Grève des chirurgiens, internes dans la rue : les blouses blanches en colère

Capture d\'écran de la page Facebook \"Les médecins ne sont pas des pigeons\", qui rassemble plus de 20 000 membres.
Capture d'écran de la page Facebook "Les médecins ne sont pas des pigeons", qui rassemble plus de 20 000 membres. (FRANCETV INFO )

Au cœur des mécontements : l'accord d'encadrement des dépassements d'honoraires médicaux et l'attitude du gouvernement.

FRANCE - Une grève illimitée des chirurgiens libéraux dans les cliniques, doublée d'un mouvement d'internes dans les hôpitaux publics : les blouses blanches ont décidé à partir de lundi 12 novembre d'exprimer leur colère face à un gouvernement qui, selon eux, les stigmatise.

Pourquoi les chirurgiens protestent ?

 

L'accord d'encadrement des dépassements d'honoraires médicaux, signé le 25 octobre sous la pression de la ministre de la Santé Marisol Touraine, et jugé trop contraignant par les protestataires, cristallise le mécontentement. Mais au-delà, les médecins expriment, de plus en plus sur les réseaux sociaux, leur crainte de voir disparaître la médecine libérale.

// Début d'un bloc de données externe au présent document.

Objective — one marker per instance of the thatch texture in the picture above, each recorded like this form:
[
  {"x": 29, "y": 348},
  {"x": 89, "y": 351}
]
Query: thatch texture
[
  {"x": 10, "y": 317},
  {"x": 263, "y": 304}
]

La grève des chirurgiens libéraux, à l'initiative du syndicat Le Bloc, majoritaire chez les spécialistes de bloc opératoire, va concerner 70% des cliniques privées de France, soit environ 700 établissements selon la Fédération de l'hospitalisation privée (FHP). "Et ça augmente d'heure en heure", assurait-on vendredi. Les chirurgiens ont prévu de manifester mercredi.

Pourquoi les internes descendent aussi dans la rue ?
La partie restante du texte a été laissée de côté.